The Evolution of Data Engineering: A Journey Through Time (Part 2)

Udaya Chathuranga
11 min readNov 26, 2023

--

Photo by Piotr Cichosz on Unsplash

This is the second part of data engineering evolution multi part series, check out the first if you have not already.

As business intelligence captured the world in 1990s by propelling organizations towards unlocking their business potential through data analysis, the escalating volume of data collection created the need for the applications with rapid computational capabilities.

Data intensive applications

The exponential growth of the web, aka .com bubble, which expanded from just 130 websites to 6.5 million between 1993 and 1999¹, resulted in plethora of technological innovations in the decade that followed 2000. In early 2000s, Google was already winning its battle against Yahoo and becoming the technological giant as we know today. The internet companies like Friendster, MySpace, Twitter and Facebook were founded and re-invented the social media. The world was slowly starting to have its digital self.

The growth of big tech companies pioneered the early industry requirements for the distributed data processing.

The birth of hadoop

As web became popular, so did the search engines. Yahoo was already ruling the web since mid 1990s. The industry requirements for search engines incubated projects on full text search like Lucene followed by web crawling projects like Nutch.

In early 2000s, the creators of Nutch, Doug Cutting and Mike Cafarella, were facing problems due to a lack of proper distributed file system and a computational model. Shortly thereafter, Google released two of its most renowned papers: one on the Google File System in 2003, followed by a paper on MapReduce in 2004. These publications solved the problems Doug and Mike were facing. In 2006, HDFS and MapReduce parts were taken out of the Nutch project and moved into a new project called Hadoop!
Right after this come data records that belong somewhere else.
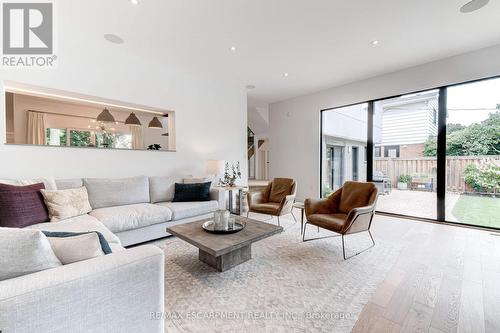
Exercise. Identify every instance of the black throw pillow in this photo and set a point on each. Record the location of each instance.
(192, 192)
(104, 243)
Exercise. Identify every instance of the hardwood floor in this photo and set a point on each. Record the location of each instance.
(446, 279)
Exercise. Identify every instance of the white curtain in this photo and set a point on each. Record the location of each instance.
(37, 127)
(136, 137)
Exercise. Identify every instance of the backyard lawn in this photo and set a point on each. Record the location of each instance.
(478, 210)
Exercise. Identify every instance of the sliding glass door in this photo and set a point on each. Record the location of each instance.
(403, 169)
(434, 154)
(473, 154)
(344, 136)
Hadoop was ideal for batch processing with massive amounts of unstructured data. Yet it could also be fully extensible to support structured data as well. i.e support for Parquet/Avro by writing custom InputFormats. These capabilities led internet giants like Facebook, LinkedIn, and Yahoo, which operate on petabytes of data, to early adoption of Hadoop. Later, they made great contributions back to Hadoop by open-sourcing much of their internal development, which became integral components of the Hadoop ecosystem.

Hive, originally developed by Facebook and open sourced in 2008 (see HADOOP-3601 ), was a data warehouse built on top of flat files (you could also write custom SerDe). The support for SQL in hive encapsulated the complexities of MapReduce and made data analysis with Hadoop 100x times easier. This accelerated the industry adoption of Hadoop; even the data analysts without could directly benefit from Hive thanks to its SQL interface.

Similarly, Pig; a project from Yahoo was open sourced in the same year 2008. It introduced a high level programming language for MapReduce.

In the same year 2008, Cloudera, the first commercialized distribution for Hadoop was founded; which followed by the release of Hortonworks in 2011. Hortonworks offered apache products under open source license. In 2018 Hortonworks merged with Cloudera and became a trademark of Cloudera.

Some parts of the Hadoop evolution have been sourced from the history of Hadoop by Marco Bonaci. It is an impressive article and the story has even verified by the Doug Cutting himself.

NoSQL

With the rising use cases for unstructured data as well as the requirements for scalability has given birth to the NoSQL databases. Even though the term NoSQL was first appeared in 1998 by Carlo Strozzi, to describe Strozzi NoSQL database which did not use SQL interface yet still relational, it was re-invented by Johan Oskarsson in 2009 to describe non-relational databases.

The whole idea behind NoSQL was to design extremely scalable databases that supports unstructured data such as documents, KV and graphs. The fundamental for scalable processing is to partition database engines. But the CAP theorem, which was also published in 2000, states when data is distributed, you are left with either availability or consistency but not both.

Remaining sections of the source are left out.